Note that url is not a required method when an HttpClientAdapter is specified. The url collector endpoint is normally used to create the default OkHttpClientAdapter, therefore if url was provided here, it would be ignored.

HTTP request retry can be configured within the HTTP clients, on top of the Java tracker's handling of unsuccessful requests. The default HTTP client, OkHttp, retries after certain types of connection failure by default. The Apache HTTP Client retries a request up to 3 times by default.

OkHttpClient

The simplest OkHttpClient initialization looks like this:

OkHttpClient client = new OkHttpClient();

This is the default as used in the BatchEmitter. To add configuration, instead use the OkHttpClient.Builder. For example, setting timeouts:

OkHttpClient client = new OkHttpClient.Builder()
.connectTimeout(5, TimeUnit.SECONDS)
.readTimeout(5, TimeUnit.SECONDS)
.writeTimeout(5, TimeUnit.SECONDS)
.build();

HttpClientAdapter adapter = OkHttpClientAdapter.builder()
.url("http://collector-endpoint.com")
.httpClient(client)
.build();

The url is the URL for your collector. See Square's API docs for the full list of options.

Apache HTTP Client

The simplest Apache HTTP Client initialization looks like this:

CloseableHttpClient client = HttpClients.createDefault();

You are encouraged to research how best to set up your Apache Client for maximum performance. For example, by default the Apache Client will never time out, and will also allow only two outbound connections at a time. In this code block, a PoolingHttpClientConnectionManager is used to allow up to 50 concurrent outbound connections:

PoolingHttpClientConnectionManager manager = new PoolingHttpClientConnectionManager();
manager.setDefaultMaxPerRoute(50);

CloseableHttpClient client = HttpClients.custom()
.setConnectionManager(manager)
.build();

HttpClientAdapter adapter = ApacheHttpClientAdapter.builder()
.url("http://collector-endpoint.com")
.httpClient(client)
.build();

The url is the URL for your collector. See Apache's HttpClient docs for more information about configuring the client.

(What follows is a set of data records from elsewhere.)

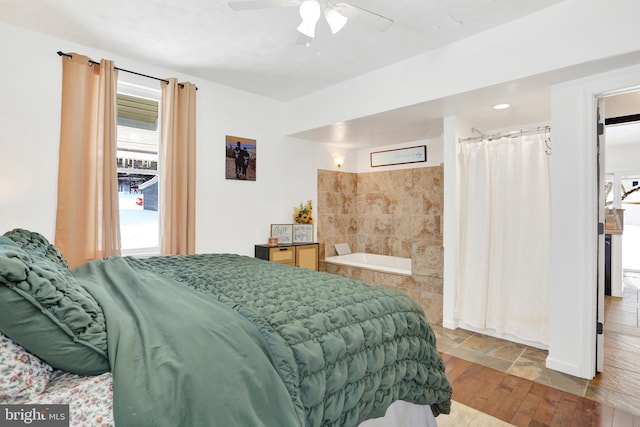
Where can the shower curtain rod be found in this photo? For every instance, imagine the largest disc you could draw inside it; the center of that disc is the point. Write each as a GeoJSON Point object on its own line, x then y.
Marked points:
{"type": "Point", "coordinates": [68, 55]}
{"type": "Point", "coordinates": [483, 137]}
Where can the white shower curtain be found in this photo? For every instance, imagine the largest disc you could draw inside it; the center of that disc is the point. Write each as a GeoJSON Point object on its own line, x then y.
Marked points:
{"type": "Point", "coordinates": [503, 282]}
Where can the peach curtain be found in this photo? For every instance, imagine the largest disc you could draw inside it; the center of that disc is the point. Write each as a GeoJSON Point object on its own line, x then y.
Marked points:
{"type": "Point", "coordinates": [178, 168]}
{"type": "Point", "coordinates": [87, 217]}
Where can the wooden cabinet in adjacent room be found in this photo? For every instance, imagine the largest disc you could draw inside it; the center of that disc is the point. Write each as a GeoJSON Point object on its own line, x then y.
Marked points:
{"type": "Point", "coordinates": [304, 255]}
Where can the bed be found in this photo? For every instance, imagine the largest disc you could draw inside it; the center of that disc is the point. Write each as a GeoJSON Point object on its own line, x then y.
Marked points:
{"type": "Point", "coordinates": [208, 339]}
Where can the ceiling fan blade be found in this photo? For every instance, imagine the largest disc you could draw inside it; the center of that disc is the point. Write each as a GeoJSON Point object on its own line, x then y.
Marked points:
{"type": "Point", "coordinates": [262, 4]}
{"type": "Point", "coordinates": [303, 40]}
{"type": "Point", "coordinates": [364, 16]}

Configuring the Java tracker threads

The BatchEmitter contains threads for concurrent event sending. This is managed by an ScheduledThreadPoolExecutor. By default, the thread pool has up to 50 threads, helpfully named e.g. "snowplow-emitter-pool-1-request-thread-1". The bigger the pool of threads, the faster events can be sent. Set the number of threads depending on many events you are sending, and how strong a computer the tracker is running on.

The process of getting events from the buffer, creating a request payload, and sending the POST request occurs within a single thread.

Specifying the maximum number of event sending threads, in this case to 1:

BatchEmitter emitter = BatchEmitter.builder()
.url("http://collector-endpoint")
.threadCount(1)
.build();

It's also possible to provide your own ScheduledExecutorService:

BatchEmitter emitter = BatchEmitter.builder()
.url("http://collector-endpoint")
.requestExecutorService(ScheduledExecutorService)
.build();

The default thread pool uses non-daemon threads. To stop the threads and shut down the ExecutorService, call Emitter.close(). There is no way to restart the Emitter after this.